In his television programme on ‘Terry Eagleton at Oxford’, made at some point after Eagleton’s accession to the Thomas Warton Chair of English Literature in 1992, John Sutherland remarks of his subject that ‘the last thirty years will, I think, be known as his era’.  This is a provocative and suggestive statement, even if not quite on the scale of Michel Foucault announcing that the twentieth century would one day be described as ‘Deleuzian’.  But does it stack up?  Can we plausibly think of an ‘Eagleton era’ in English literary criticism and theory?

Many problems of definition at once pose themselves.  What is an ‘era’ in any field, particularly when a personal name is attached to the concept?  How might its beginning, range and end be specified?  What counts as relevant empirical evidence for such a speculative hypothesis?  How, in particular, does one detect (or construct) the point where, in Hegelian terms, quantity gives way to quality, so that Terry Eagleton is not just an increasingly influential critic and theorist among others but suddenly becomes – for John Sutherland at least – the name of an era in that cultural domain?

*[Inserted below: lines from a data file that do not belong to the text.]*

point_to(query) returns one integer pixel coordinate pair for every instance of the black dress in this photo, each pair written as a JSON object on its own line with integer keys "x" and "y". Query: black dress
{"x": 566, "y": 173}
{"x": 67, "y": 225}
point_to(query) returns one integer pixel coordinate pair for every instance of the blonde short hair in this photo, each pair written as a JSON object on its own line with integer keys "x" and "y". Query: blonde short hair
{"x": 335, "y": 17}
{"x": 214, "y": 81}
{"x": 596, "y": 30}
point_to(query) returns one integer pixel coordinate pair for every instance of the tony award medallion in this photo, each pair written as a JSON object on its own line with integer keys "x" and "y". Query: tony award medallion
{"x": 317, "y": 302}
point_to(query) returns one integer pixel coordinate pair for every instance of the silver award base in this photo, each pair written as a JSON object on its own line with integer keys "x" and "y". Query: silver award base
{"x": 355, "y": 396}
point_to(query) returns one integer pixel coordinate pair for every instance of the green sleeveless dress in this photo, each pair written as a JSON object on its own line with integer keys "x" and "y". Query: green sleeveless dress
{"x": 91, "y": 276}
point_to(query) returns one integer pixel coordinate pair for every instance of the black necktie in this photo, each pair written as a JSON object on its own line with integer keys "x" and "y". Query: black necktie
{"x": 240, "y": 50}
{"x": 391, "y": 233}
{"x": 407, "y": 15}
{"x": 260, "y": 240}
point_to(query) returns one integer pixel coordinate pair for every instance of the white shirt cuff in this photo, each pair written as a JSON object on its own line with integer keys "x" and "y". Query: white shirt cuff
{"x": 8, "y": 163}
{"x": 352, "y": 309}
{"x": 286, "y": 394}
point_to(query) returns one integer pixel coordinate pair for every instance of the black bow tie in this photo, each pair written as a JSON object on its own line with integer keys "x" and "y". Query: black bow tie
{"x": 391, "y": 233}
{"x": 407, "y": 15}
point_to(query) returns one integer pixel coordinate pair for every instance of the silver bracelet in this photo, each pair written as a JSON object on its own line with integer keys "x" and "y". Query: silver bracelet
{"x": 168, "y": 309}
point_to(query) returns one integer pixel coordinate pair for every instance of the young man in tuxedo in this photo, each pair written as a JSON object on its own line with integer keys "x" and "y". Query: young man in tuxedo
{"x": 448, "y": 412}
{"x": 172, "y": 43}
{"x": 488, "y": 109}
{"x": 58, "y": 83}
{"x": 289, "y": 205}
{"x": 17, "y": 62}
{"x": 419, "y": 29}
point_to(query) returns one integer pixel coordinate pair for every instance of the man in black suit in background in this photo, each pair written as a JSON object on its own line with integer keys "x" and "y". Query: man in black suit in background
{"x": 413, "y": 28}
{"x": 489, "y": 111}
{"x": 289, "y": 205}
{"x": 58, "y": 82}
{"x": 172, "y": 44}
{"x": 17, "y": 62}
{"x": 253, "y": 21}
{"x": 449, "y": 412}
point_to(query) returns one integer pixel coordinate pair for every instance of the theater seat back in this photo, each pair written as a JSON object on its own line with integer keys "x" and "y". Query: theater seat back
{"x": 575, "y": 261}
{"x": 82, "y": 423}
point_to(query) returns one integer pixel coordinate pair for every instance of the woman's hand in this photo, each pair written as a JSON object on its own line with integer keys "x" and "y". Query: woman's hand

What might the relevant markers be here?  The spectacular intellectual and commercial success of Eagleton’s 1983 volume Literary Theory would be one telling moment, as, indirectly, might the death of Raymond Williams in 1988.  So too would be the Thomas Warton Chair itself, for there was always an intense cultural frisson, in both Left and traditionalist circles, about the ‘Marxist at Oxford’ idea.  Eagleton’s own phenomenal publishing record is a sine qua non of the whole process, and his emergence as general editor of the Blackwells ‘Re-Reading Literature’ series from 1985 onwards is also an important landmark.  I first came across Terry on radio, as he expounded Pierre Macherey on a Radio 4 broadcast in 1978, so media and conference appearances are important here too.  As also is the building of a cadre of combative postgraduates, as in the ‘Oxford English Limited’ group of 1980-92, many of whom later went into academic teaching themselves.

Whether Sutherland’s notion of an ‘Eagleton era’ finally holds up, I’m not yet sure.  But it is a powerful heuristic notion, which can prompt us towards some new sociology of literary-critical influence and celebrity.  Someone should surely explore this hypothesis at book length.

 

 

Friday, 16 October 2020

The Oxford School of Fantasy

Oxford University is now vigorously promoting the notion of an ‘Oxford School of Fantasy’.  If you go to the webpage of its Faculty of English Language and Literature, you will find a section devoted to the genre of fantasy – hyper-popular at the moment after the television version of George Martin’s Game of Thrones.  We there learn that ‘Oxford is a natural home to fantasy literature with those who have worked or studied here having written so many famous and influential texts’; and a list of names follows which includes Lewis Carroll, C.S. Lewis, J.R.R.Tolkien, Susan Cooper, Diana Wynne Jones, Alan Garner and Philip Pullman.

Well, yes, perhaps; but there is one rather blindingly obvious gap in that list, coming right between its first and second names.   For William Morris in the 1890s gave us a whole series of spectacular fantasy texts, from The Wood beyond the World onwards, which – quite apart from their own substantial merits - had a major impact on both Tolkien and Lewis in the early twentieth century.  Historians of the genre have regularly seen Morris as a, or perhaps even the, major figure in its invention.  Lin Carter terms Morris ‘the man who invented fantasy’ and describes The Wood beyond the World as ‘the first great fantasy novel ever written: the first of them all’.  Morris’s The Well at the World’s End, which his family affectionately nicknamed ‘The Interminable’, is certainly the major achievement in the genre before Tolkien’s Lord of the Rings. 

So the Oxford English Faculty should urgently update its webpages to include Morris’s fantasy works.  For Morris not only studied at Oxford, but, as I argued in William Morris in Oxford: The Campaigning Years, 1879-1895, the city remained central to his cultural and political imagination thereafter.